Saturday, April 5th, 2008

BusinessWeek reports on a fascinating new Diesel Design by EcoMotors:

One of Khosla’s latest bets is EcoMotors, a Detroit company whose crown jewel is a two-cylinder diesel engine that’s lighter, more powerful, and easier to scale up than today’s engines, says Ford Tamer, operating partner at Khosla Ventures. The design could wind up boosting a diesel engine’s efficiency — which is already 20% to 40% better than those of gas engines — by half. The two-cylinder units can be clicked together like Legos: by linking them in a series, designers can build the sorts of larger engines with four, six, or eight cylinders that are typically used in cars and trucks.

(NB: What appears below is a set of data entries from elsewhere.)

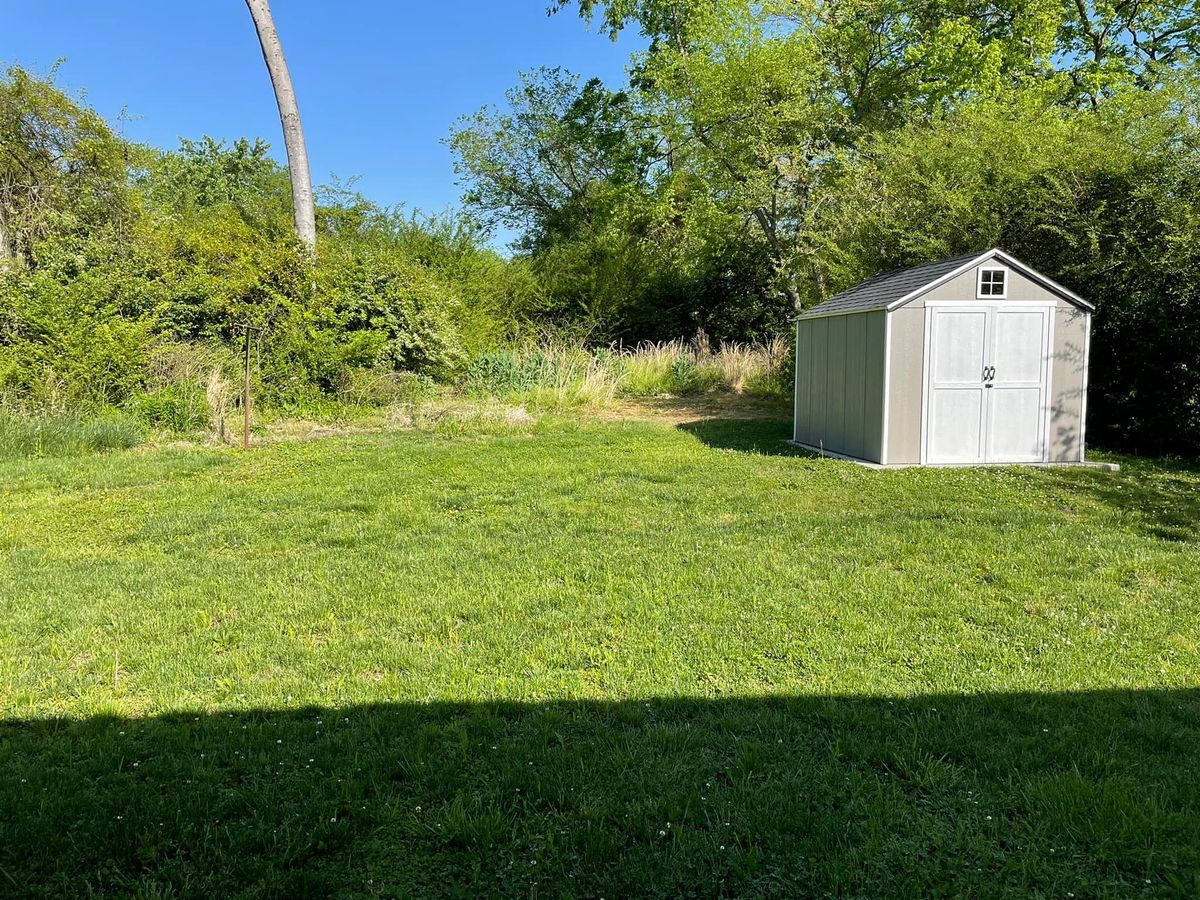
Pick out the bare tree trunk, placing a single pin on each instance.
(289, 115)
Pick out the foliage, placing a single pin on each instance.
(784, 150)
(71, 432)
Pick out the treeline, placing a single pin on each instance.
(763, 156)
(760, 157)
(120, 262)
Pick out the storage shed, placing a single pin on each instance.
(972, 360)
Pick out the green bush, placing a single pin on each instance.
(382, 388)
(497, 372)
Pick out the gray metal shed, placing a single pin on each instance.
(972, 360)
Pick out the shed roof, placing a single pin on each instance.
(899, 286)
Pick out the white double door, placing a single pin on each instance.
(988, 383)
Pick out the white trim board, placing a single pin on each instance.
(887, 388)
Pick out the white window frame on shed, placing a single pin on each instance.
(1002, 294)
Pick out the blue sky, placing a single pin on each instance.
(379, 82)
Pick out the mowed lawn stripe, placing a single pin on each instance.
(570, 637)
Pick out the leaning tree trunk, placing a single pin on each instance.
(303, 205)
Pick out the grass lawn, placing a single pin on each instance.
(601, 659)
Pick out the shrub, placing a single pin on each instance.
(383, 388)
(175, 407)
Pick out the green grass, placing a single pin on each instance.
(595, 660)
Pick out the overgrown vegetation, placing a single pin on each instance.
(594, 660)
(761, 157)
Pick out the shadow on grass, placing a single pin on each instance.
(1163, 496)
(767, 437)
(1093, 793)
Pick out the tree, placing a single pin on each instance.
(61, 168)
(303, 202)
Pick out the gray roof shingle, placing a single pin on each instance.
(881, 291)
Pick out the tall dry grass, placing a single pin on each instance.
(558, 373)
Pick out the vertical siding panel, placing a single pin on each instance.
(856, 379)
(803, 379)
(820, 379)
(835, 393)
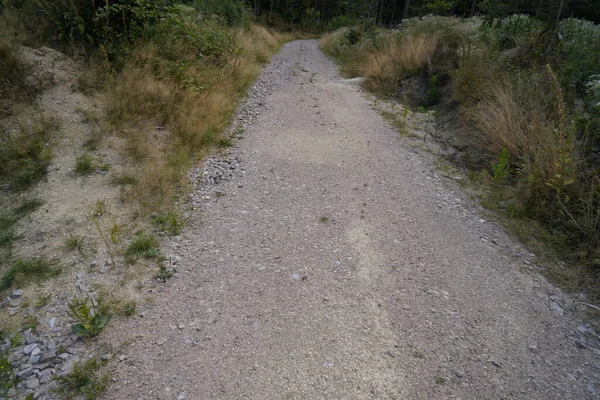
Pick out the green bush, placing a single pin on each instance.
(579, 50)
(340, 22)
(26, 154)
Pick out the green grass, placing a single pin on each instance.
(23, 271)
(142, 246)
(26, 154)
(27, 207)
(85, 380)
(74, 242)
(7, 380)
(122, 179)
(84, 164)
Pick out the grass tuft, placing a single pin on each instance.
(85, 380)
(142, 246)
(26, 154)
(84, 164)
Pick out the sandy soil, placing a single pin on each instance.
(338, 263)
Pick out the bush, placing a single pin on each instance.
(339, 22)
(26, 154)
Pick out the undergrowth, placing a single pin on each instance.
(528, 112)
(85, 380)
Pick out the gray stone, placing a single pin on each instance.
(28, 350)
(25, 373)
(32, 383)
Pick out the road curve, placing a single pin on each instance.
(339, 265)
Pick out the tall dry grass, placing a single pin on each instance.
(171, 114)
(400, 58)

Details on the patented design are still hush-hush, but the design uses horizontally opposed pistons, like those in Subaru‘s gas-powered “boxer” engine. Because the pistons are always moving in opposite directions to one another, they cancel out most of the stress they’d otherwise transfer into the engine block. This allows the design to be lighter than conventional engines, where the pistons are inline or in a V configuration. EcoMotor’s approach cranks out about 1 hp per pound of engine weight, says Tamer, 20% better than the highly tuned engine on a Porsche 911, and 300% better than many mass-market engine designs.

It also sounds legit:

The design comes with an impressive pedigree. It’s the brainchild of EcoMotors’ CEO Peter Hofbrauer and COO John Coletti, two gurus of engine design with more than 50 years of experience and dozens of industry firsts between them. Before Khosla got involved, EcoMotors’ design went through three development phases under a Defense Advanced Research Projects Agency program to develop ultra-efficient motors for battlefield use. “This isn’t a model running in a lab,” says Tamer. “It’s real. Our goal is to license a commercial version to any automakers.”